The diff review component integrates directly with git operations, watching for changes in each worktree and presenting them in a unified interface. It uses file system watchers on the Rust side to detect modifications, then streams diffs to the frontend via WebSocket. This creates a tight feedback loop: assign task on kanban board → agent executes in isolated worktree → review changes in diff UI → merge or request modifications.

For teams wanting remote access, Vibe Kanban implemented an optional relay tunnel system that exposes the local server through a secure connection. This is particularly interesting for organizations that want to host a central Vibe Kanban instance that multiple developers can access, each managing their own set of agent workspaces. The Rust backend handles the WebSocket relay logic, forwarding authenticated requests to the appropriate workspace contexts.

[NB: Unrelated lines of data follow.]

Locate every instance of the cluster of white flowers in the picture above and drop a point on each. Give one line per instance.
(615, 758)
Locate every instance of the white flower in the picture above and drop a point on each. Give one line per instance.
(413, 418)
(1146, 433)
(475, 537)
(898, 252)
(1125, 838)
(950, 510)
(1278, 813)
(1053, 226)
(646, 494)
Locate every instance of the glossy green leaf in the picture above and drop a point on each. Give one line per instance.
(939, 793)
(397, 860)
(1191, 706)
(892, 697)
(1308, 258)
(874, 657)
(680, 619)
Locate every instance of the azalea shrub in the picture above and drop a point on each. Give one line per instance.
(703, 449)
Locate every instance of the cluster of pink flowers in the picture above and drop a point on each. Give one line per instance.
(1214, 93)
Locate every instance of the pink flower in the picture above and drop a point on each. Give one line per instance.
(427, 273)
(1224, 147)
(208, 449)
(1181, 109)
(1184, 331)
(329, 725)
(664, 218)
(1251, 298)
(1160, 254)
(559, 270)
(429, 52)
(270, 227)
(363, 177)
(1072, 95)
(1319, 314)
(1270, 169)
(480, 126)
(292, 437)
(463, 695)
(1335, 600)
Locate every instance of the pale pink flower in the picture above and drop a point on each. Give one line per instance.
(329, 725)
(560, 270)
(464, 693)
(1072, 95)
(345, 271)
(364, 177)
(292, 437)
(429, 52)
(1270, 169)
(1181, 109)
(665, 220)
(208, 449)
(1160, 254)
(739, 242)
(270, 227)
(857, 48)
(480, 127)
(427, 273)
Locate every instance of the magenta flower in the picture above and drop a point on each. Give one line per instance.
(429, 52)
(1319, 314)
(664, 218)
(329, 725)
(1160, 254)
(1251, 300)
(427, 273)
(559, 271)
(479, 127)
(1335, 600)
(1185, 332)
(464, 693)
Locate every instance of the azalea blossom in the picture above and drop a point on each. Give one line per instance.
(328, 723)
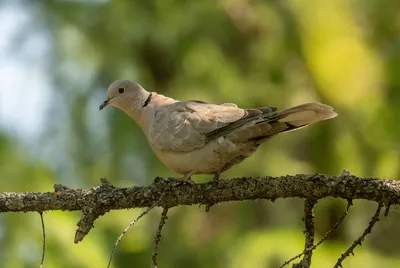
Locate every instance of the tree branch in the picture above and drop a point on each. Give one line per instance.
(309, 222)
(106, 197)
(169, 193)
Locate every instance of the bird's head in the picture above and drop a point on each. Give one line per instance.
(125, 95)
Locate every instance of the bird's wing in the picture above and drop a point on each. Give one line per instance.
(188, 125)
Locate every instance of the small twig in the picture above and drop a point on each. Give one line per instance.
(157, 237)
(387, 209)
(309, 223)
(358, 241)
(327, 234)
(126, 229)
(44, 239)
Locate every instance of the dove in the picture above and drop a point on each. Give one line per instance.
(196, 137)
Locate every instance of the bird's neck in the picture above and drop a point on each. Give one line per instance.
(147, 112)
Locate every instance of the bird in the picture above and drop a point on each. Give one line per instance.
(196, 137)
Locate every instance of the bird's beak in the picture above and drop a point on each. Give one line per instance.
(104, 104)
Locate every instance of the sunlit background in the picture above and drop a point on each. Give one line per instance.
(58, 57)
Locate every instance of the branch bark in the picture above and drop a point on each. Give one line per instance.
(106, 197)
(169, 193)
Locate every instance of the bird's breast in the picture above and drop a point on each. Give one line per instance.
(217, 155)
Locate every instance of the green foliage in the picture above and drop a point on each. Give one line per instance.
(253, 53)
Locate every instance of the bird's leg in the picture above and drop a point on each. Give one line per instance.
(187, 178)
(216, 178)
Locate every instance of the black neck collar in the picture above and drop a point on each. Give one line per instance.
(147, 101)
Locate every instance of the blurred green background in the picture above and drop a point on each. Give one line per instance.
(58, 57)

What makes this architecture compelling isn't any single component—it's how they compose into a workflow specifically optimized for agent orchestration. The kanban board becomes your task queue, worktrees provide isolation, the agent abstraction enables polyglot AI usage, and the integrated diff review closes the loop. It's a complete rethink of development workflow for an AI-augmented world.

Gotcha

The elephant in the room: Vibe Kanban is officially sunset. The maintainers announced the project's shutdown in late 2024, which means no active development, no security patches, and no guarantee of compatibility with newer agent versions. This isn't a tool you should adopt for production use today—it's a reference implementation and a source of architectural patterns you can borrow.

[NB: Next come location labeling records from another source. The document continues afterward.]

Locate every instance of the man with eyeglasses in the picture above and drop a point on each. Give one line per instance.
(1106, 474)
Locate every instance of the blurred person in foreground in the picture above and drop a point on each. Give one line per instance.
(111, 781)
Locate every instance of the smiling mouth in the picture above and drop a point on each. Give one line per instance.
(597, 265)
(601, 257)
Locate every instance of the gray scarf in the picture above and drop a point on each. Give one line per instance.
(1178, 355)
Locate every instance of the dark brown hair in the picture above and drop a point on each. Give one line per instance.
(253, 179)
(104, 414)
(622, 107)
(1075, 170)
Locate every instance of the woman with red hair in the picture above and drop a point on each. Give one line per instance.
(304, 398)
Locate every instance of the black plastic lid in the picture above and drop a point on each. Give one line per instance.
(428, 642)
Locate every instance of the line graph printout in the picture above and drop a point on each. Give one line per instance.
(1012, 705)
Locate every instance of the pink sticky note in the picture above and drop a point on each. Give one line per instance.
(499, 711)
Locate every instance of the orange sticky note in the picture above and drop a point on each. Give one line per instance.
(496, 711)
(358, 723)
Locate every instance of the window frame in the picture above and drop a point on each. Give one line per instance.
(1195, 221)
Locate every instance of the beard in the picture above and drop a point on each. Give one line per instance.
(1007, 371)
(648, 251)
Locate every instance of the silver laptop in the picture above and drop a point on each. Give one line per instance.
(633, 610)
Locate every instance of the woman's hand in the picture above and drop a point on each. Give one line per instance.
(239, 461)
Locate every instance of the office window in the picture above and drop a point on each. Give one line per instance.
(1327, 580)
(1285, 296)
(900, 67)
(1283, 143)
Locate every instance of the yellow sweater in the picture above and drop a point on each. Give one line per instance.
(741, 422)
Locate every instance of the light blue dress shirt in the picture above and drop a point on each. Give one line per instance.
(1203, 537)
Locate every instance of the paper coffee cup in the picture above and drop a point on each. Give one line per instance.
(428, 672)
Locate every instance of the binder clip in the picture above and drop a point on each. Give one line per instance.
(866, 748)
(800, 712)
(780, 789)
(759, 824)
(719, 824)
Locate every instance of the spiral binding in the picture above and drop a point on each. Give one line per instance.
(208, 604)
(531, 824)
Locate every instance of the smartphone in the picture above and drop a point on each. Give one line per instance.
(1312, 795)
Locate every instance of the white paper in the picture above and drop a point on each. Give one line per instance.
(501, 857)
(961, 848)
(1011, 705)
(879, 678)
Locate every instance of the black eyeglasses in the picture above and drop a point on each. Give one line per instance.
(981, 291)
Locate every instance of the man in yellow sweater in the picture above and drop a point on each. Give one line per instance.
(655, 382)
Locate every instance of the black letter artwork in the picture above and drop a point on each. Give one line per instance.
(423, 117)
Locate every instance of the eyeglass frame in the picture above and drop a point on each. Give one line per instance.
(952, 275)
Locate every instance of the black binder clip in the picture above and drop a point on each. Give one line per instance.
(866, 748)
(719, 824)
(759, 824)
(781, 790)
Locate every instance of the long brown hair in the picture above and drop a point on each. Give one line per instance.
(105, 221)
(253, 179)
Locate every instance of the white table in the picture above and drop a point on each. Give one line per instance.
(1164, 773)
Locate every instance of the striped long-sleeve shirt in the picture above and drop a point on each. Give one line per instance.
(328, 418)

Even during active development, Vibe Kanban had sharp edges. The git worktree approach is powerful but can confuse developers unfamiliar with the feature—you end up with multiple copies of your repository on disk, and managing disk space becomes a concern for projects with large histories. The tool assumes you've already set up and authenticated with your chosen coding agents; it's an orchestration layer, not an agent installer. If your API keys aren't configured or your agent CLI tools aren't in PATH, you'll hit cryptic spawn errors. The self-hosting setup requires coordinating environment variables across the Rust backend, Node frontend, and optional relay service, which is more operational complexity than teams using managed services expect. Finally, the diff review UI, while functional, lacks the sophistication of dedicated code review tools—no conversation threads, no approval workflows, no integration with pull request systems beyond basic git operations.

Verdict

Use Vibe Kanban's codebase if you're building your own tooling for multi-agent orchestration and want to understand how git worktrees enable parallel agent execution, or if you're researching workflow patterns for AI-augmented development teams. Fork it as a foundation for internal tools where you can maintain it yourself. It's an excellent learning resource for Rust/React architecture and git integration patterns. Skip it if you need a production-ready, actively maintained solution—the sunset announcement makes it unsuitable for any context where you can't commit to maintaining the fork yourself. Skip it if you're working with a single agent in simple workflows where the overhead of workspace management and kanban planning isn't justified. Skip it if your team isn't comfortable with git worktrees or debugging Rust/Node hybrid applications when things inevitably break.